Non esistono modelli generali
Ogni gruppo di ricerca ha una sua specifica connotazione, per cui non si possono dedurre dei modelli di comportamento adattabili in ogni occasione. Tuttavia, il progetto condotto da Lorenza Mondada ha già avuto delle ripercussioni dirette sui gruppi analizzati, che hanno imparato ad osservare meglio il proprio funzionamento e a gestire in modo più adeguato la comunicazione nei momenti di crisi e di incomprensione.
D’altro canto, dallo studio è risultato che ogni gruppo di lavoro elabora dei modelli specifici di gestione del plurilinguismo, a seconda delle competenze e degli orientamenti linguistici dei partecipanti. E in generale, contrariamente a quanto si potrebbe supporre, non viene privilegiato l’inglese come lingua franca: nei vari gruppi c’è piuttosto la tendenza a parlare ciascuno la propria lingua.

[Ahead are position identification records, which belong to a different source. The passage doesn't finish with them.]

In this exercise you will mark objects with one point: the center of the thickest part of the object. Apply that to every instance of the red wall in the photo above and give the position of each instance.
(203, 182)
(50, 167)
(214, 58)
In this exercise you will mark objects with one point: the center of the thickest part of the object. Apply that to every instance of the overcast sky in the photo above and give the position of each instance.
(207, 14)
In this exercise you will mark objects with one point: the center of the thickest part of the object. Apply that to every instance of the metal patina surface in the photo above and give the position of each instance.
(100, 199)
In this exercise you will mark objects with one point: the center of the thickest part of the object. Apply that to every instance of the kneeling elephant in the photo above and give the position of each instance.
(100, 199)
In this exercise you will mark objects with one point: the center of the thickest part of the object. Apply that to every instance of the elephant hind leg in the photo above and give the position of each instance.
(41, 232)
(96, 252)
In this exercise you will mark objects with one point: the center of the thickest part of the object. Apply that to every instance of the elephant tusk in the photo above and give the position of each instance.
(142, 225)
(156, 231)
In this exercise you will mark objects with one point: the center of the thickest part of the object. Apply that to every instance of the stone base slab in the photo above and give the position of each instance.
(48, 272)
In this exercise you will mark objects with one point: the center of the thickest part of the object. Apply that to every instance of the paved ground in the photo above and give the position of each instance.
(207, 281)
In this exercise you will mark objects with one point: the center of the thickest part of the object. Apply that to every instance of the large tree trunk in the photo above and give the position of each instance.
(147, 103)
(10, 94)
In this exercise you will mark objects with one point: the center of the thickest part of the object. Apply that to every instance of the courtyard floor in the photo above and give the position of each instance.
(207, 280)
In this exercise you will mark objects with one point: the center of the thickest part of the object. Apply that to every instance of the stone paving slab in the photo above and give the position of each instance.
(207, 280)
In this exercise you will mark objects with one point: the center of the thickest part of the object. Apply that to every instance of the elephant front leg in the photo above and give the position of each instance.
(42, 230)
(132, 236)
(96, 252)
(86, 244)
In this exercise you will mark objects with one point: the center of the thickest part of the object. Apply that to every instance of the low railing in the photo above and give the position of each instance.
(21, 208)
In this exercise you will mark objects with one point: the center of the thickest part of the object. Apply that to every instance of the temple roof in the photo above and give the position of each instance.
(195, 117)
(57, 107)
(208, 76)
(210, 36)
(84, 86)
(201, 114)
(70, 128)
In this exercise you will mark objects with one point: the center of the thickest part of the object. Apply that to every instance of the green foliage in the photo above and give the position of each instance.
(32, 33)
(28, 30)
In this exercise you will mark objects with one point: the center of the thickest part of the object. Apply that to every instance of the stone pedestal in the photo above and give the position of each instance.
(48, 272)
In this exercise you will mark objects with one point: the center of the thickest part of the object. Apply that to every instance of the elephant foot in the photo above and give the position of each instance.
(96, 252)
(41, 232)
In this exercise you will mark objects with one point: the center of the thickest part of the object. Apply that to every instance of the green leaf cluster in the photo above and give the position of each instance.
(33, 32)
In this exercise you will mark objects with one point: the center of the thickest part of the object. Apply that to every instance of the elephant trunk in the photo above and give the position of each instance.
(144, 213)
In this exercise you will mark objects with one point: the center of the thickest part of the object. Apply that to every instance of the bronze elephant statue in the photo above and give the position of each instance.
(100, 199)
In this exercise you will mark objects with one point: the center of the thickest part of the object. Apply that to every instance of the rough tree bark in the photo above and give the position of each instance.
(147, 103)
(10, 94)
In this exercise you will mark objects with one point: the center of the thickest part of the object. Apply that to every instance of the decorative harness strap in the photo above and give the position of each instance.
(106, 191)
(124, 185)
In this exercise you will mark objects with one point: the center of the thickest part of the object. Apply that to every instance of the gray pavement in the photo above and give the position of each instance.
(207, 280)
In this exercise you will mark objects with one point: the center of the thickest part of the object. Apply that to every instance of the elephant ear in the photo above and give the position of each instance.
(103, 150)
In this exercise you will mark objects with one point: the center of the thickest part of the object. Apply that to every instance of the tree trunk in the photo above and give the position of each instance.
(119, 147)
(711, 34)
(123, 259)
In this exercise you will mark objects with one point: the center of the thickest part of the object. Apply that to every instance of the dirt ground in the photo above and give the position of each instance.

“Molti gruppi hanno adottato il modello svizzero” dice Lorenza Mondada, “per cui ogni partecipante parla la propria lingua. E ciò nonostante, riescono a condurre discussioni a ritmo serrato anche su argomenti tecnici”. Più che un’unica lingua imposta, sembra proprio che sia la mescolanza di idiomi a favorire la nascita delle conoscenze scientifiche.